South Korean company "Samsung" has announced the development of an "OLED" screen for human skin, equipped with an integrated heart rate monitor, and featuring flexibility that allows it to stretch up to 30%. According to a statement from Samsung, this new invention provides an early stage of more accurate measurements than currently available wearable devices, and for longer periods.
Notably, the electronics giant is convinced that its innovations could pave the way for the commercialization of wearable devices featuring large high-definition screens, expected to appear in all types of healthcare products, according to "Sputnik". As detailed in a new study reviewed by the journal "Science Advances", a team of researchers from Samsung's research and development center has created a wearable device with a flexible screen that provides stable measurements, even after being stretched up to 1000 times its normal length.

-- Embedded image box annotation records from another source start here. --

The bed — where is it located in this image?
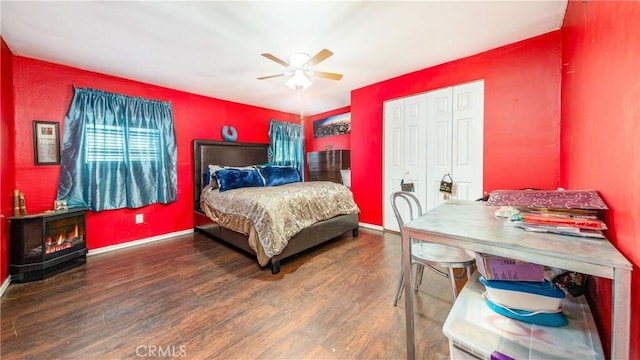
[193,140,359,274]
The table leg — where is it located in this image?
[611,269,631,359]
[402,230,416,360]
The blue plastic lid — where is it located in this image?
[484,297,569,327]
[479,276,565,299]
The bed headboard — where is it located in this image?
[193,139,269,210]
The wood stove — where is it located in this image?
[9,209,87,282]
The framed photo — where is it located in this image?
[313,112,351,138]
[33,120,60,165]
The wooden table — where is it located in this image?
[402,200,633,359]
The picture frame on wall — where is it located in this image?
[313,112,351,138]
[33,120,60,165]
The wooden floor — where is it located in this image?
[0,228,452,359]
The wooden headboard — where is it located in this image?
[193,140,269,210]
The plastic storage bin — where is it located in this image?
[442,272,605,360]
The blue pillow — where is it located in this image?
[215,169,264,192]
[259,166,302,186]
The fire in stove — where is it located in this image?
[45,225,83,254]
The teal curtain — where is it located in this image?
[269,120,304,179]
[57,87,177,211]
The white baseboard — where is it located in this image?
[358,223,384,231]
[0,275,11,297]
[87,229,193,256]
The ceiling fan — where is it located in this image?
[258,49,342,90]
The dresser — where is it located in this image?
[307,150,351,184]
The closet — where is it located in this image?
[383,80,484,231]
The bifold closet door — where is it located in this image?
[426,80,484,211]
[383,94,427,231]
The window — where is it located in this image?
[57,87,177,211]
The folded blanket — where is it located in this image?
[200,181,360,266]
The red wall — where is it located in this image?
[560,1,640,359]
[10,54,299,253]
[0,38,15,285]
[351,31,562,225]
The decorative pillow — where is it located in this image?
[215,168,264,192]
[258,166,302,186]
[208,165,222,189]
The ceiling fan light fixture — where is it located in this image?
[287,69,311,90]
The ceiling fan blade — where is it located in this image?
[303,49,333,67]
[262,53,289,67]
[258,73,284,80]
[313,71,342,80]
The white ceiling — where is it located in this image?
[0,0,567,115]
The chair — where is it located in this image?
[391,191,476,306]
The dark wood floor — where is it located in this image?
[0,228,451,359]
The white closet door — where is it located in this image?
[425,87,455,211]
[383,94,427,231]
[426,80,484,211]
[451,80,484,200]
[404,94,427,209]
[382,99,405,230]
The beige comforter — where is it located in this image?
[200,181,360,266]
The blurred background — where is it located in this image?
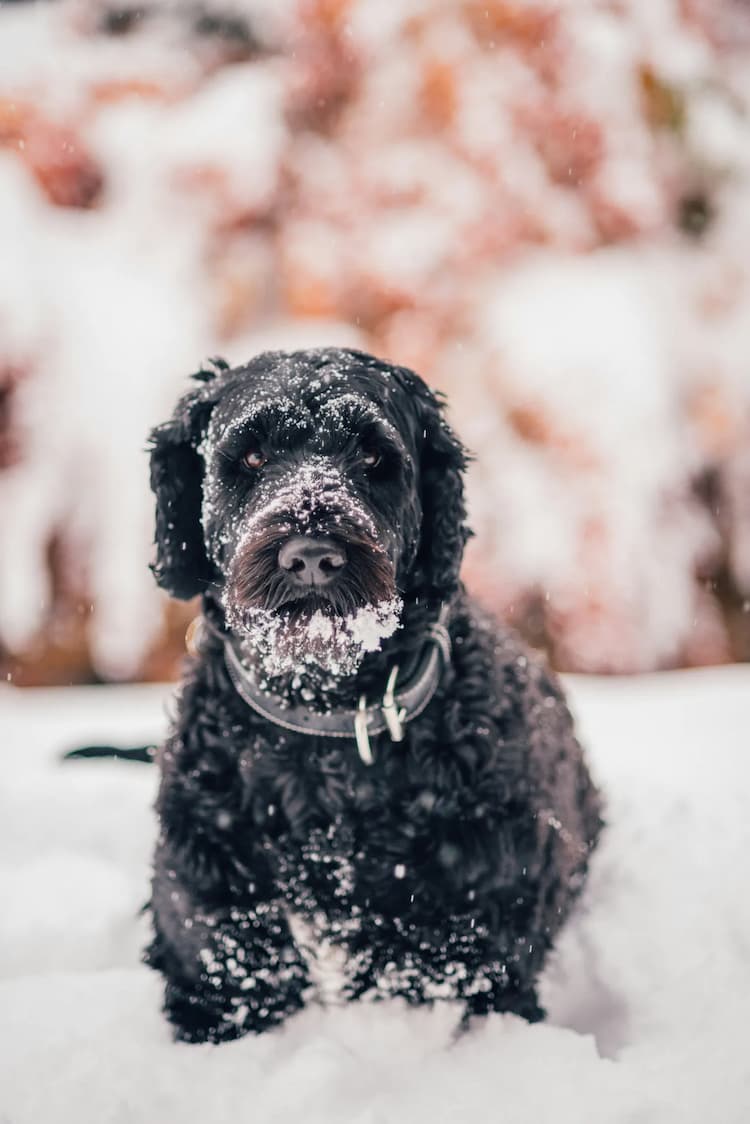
[0,0,750,685]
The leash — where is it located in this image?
[192,605,451,765]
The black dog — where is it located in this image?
[147,350,600,1042]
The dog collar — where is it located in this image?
[192,605,451,765]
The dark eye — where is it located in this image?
[242,448,268,470]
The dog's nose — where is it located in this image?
[279,535,346,586]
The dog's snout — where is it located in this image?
[279,535,346,586]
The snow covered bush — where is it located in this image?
[0,0,750,681]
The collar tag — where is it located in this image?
[354,695,373,765]
[380,663,406,742]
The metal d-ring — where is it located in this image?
[354,695,373,765]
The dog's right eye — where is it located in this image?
[242,448,268,471]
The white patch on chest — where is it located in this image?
[287,909,350,1006]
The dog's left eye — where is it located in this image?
[242,448,268,469]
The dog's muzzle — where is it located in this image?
[278,535,346,591]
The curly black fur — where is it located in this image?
[147,350,600,1042]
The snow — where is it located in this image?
[0,668,750,1124]
[236,597,404,686]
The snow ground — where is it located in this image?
[0,668,750,1124]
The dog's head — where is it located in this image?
[151,348,467,671]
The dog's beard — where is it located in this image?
[223,518,403,683]
[228,597,403,682]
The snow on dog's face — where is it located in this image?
[152,350,464,676]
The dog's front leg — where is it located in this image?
[147,846,308,1042]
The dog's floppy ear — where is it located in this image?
[397,368,471,600]
[150,360,226,601]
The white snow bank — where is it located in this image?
[0,668,750,1124]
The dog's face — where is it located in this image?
[152,350,466,674]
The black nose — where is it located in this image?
[279,535,346,586]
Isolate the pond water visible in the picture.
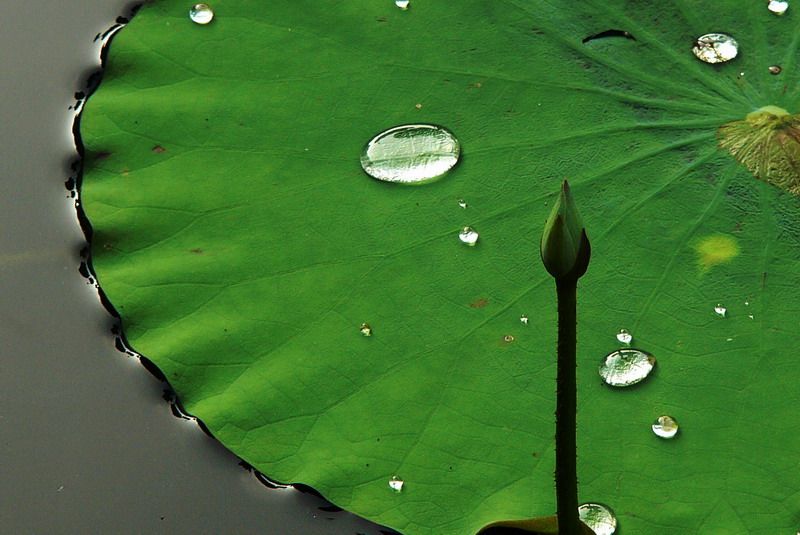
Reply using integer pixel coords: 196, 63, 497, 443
0, 0, 393, 535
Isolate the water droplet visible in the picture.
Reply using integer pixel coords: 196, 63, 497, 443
189, 4, 214, 24
361, 124, 461, 184
600, 349, 656, 386
389, 476, 406, 492
768, 0, 788, 14
653, 414, 678, 438
578, 503, 617, 535
458, 227, 478, 247
692, 33, 739, 63
617, 329, 633, 345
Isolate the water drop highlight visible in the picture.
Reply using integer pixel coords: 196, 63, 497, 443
189, 4, 214, 24
692, 33, 739, 63
617, 329, 633, 345
361, 124, 461, 184
599, 349, 656, 386
767, 0, 789, 15
458, 227, 478, 247
578, 503, 617, 535
653, 414, 678, 438
389, 476, 406, 492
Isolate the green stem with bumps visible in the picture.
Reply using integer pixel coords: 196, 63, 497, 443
555, 279, 581, 535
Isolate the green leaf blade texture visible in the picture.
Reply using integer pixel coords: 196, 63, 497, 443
81, 0, 800, 535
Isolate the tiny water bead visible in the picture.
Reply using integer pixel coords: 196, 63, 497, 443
361, 124, 461, 184
578, 503, 617, 535
458, 227, 478, 247
692, 33, 739, 63
617, 329, 633, 345
767, 0, 789, 15
653, 414, 678, 438
189, 4, 214, 24
599, 349, 656, 386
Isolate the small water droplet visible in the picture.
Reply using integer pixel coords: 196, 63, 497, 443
653, 414, 678, 438
767, 0, 788, 14
389, 476, 406, 492
458, 227, 478, 247
578, 503, 617, 535
692, 33, 739, 63
600, 349, 656, 386
617, 329, 633, 345
361, 124, 461, 184
189, 4, 214, 24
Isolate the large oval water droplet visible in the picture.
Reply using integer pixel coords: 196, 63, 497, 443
653, 414, 678, 438
617, 329, 633, 345
458, 227, 478, 246
361, 124, 461, 184
692, 33, 739, 63
189, 4, 214, 24
600, 349, 656, 386
389, 476, 405, 492
578, 503, 617, 535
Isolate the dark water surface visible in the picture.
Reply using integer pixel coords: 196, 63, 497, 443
0, 0, 388, 535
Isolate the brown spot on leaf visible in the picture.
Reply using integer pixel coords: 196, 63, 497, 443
469, 297, 489, 308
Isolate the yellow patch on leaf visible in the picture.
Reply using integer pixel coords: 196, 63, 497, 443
692, 234, 740, 274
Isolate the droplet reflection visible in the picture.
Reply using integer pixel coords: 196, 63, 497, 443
189, 4, 214, 24
389, 476, 405, 492
458, 227, 478, 247
617, 329, 633, 345
600, 349, 656, 386
653, 414, 678, 438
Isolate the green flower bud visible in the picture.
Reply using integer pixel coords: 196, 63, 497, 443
539, 180, 592, 281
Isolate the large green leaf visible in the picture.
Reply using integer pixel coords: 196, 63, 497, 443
82, 0, 800, 535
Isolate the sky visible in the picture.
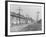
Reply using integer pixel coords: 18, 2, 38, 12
10, 4, 42, 20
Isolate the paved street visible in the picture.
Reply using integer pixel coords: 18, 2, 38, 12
11, 24, 41, 32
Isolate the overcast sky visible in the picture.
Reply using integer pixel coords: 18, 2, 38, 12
10, 4, 42, 20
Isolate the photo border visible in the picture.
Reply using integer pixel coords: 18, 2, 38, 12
5, 1, 45, 36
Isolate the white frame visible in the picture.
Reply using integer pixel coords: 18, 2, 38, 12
8, 2, 44, 35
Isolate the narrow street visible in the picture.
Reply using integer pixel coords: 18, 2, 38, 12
11, 24, 41, 32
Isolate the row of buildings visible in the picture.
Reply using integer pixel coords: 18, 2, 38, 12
10, 12, 34, 25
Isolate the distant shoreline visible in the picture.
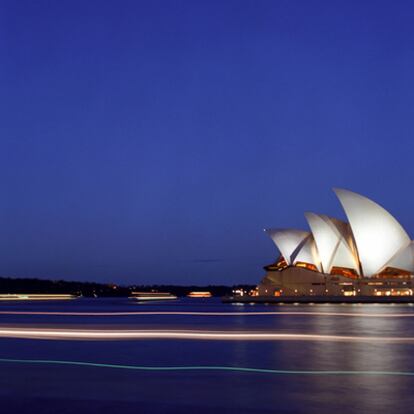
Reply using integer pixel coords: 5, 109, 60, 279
0, 277, 255, 297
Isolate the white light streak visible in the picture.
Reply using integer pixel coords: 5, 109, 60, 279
0, 327, 414, 344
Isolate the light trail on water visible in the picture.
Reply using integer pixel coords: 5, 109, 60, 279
0, 311, 414, 318
0, 358, 414, 377
0, 327, 414, 344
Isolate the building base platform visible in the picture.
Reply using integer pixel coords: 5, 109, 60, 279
222, 296, 414, 304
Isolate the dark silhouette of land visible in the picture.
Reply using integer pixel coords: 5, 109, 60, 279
0, 277, 255, 297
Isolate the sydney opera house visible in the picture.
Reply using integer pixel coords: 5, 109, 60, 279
258, 189, 414, 296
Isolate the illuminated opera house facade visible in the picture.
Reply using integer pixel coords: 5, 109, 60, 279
257, 189, 414, 296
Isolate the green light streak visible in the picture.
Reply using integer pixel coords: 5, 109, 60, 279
0, 358, 414, 377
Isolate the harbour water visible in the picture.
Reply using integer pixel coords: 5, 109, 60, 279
0, 298, 414, 414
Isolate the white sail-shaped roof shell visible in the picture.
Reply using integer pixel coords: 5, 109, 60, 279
334, 189, 411, 277
382, 241, 414, 273
265, 229, 310, 265
292, 234, 322, 272
305, 213, 359, 273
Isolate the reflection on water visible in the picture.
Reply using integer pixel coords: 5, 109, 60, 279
0, 299, 414, 413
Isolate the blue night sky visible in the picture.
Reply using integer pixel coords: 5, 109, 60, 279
0, 0, 414, 284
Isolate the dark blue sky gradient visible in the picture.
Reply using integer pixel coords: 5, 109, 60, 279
0, 0, 414, 284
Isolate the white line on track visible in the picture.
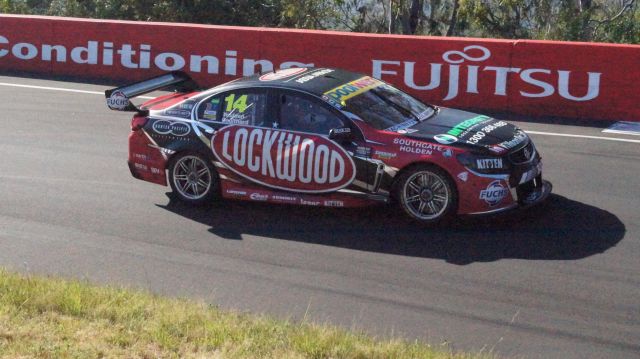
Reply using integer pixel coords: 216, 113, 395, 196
0, 82, 640, 143
525, 130, 640, 143
0, 82, 153, 100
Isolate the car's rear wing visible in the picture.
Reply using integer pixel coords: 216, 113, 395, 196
104, 71, 198, 112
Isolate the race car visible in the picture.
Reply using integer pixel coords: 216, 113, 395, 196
105, 68, 551, 224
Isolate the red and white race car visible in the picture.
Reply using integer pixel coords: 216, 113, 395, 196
105, 68, 551, 223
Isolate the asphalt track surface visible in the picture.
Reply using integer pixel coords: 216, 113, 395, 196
0, 76, 640, 358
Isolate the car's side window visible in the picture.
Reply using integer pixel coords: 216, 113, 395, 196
198, 90, 272, 127
279, 93, 344, 136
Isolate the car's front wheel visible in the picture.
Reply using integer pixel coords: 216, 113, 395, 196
395, 165, 457, 224
169, 153, 219, 205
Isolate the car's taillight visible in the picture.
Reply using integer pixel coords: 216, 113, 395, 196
131, 116, 147, 131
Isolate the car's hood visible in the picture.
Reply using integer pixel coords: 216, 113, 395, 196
399, 108, 527, 153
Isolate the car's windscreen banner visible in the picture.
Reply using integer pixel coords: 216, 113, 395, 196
0, 15, 640, 121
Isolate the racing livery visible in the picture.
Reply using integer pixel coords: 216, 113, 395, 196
105, 68, 551, 223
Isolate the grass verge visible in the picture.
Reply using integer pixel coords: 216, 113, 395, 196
0, 269, 493, 359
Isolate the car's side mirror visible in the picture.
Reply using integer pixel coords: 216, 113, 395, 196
329, 127, 353, 142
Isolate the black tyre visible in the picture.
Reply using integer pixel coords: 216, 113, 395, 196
395, 165, 458, 224
169, 153, 220, 205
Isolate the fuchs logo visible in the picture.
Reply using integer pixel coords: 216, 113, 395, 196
107, 91, 129, 110
433, 133, 458, 145
480, 181, 509, 207
260, 67, 307, 81
372, 45, 602, 102
211, 125, 356, 193
153, 120, 191, 136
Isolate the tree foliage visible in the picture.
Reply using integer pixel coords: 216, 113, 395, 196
0, 0, 640, 44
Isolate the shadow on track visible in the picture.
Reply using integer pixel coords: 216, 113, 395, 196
158, 195, 626, 265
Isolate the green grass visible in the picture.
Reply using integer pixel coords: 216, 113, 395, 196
0, 269, 493, 359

In the past, most devices with fixed shapes would fail or collapse under such significant physical stretching, but Samsung has overcome this technical hurdle by replacing the plastic material used in current rubber displays with "elastomer", a high-flexibility advanced material, and then modifying its molecular composition to enhance heat resistance while reducing stress caused by stretching, thereby allowing for the integration of semiconductors into the device.
The research team at Samsung also applied a stretchable electrode material (a cracked metal) that resists deformation in the rubber area. By successfully making the synthetic rubber more resistant to chemicals and heat, the team claims it has effectively demonstrated that stretchable devices can be equipped with sensors and semiconductors to monitor health, similar to those found in current wearable devices like the "Apple Watch".
By improving its quality, the researchers assert that their flexible device adapts better to movement by adhering to the wearer's skin, enabling continuous and accurate heart rate measurements. During their experiments, the scientists found that wrist movement did not deteriorate the performance of their technology, even with the device stretched by up to 30%. Despite this activity, the "electronic" skin seemingly succeeded in capturing a heartbeat signal that was 2.4 times stronger compared to a fixed silicon sensor.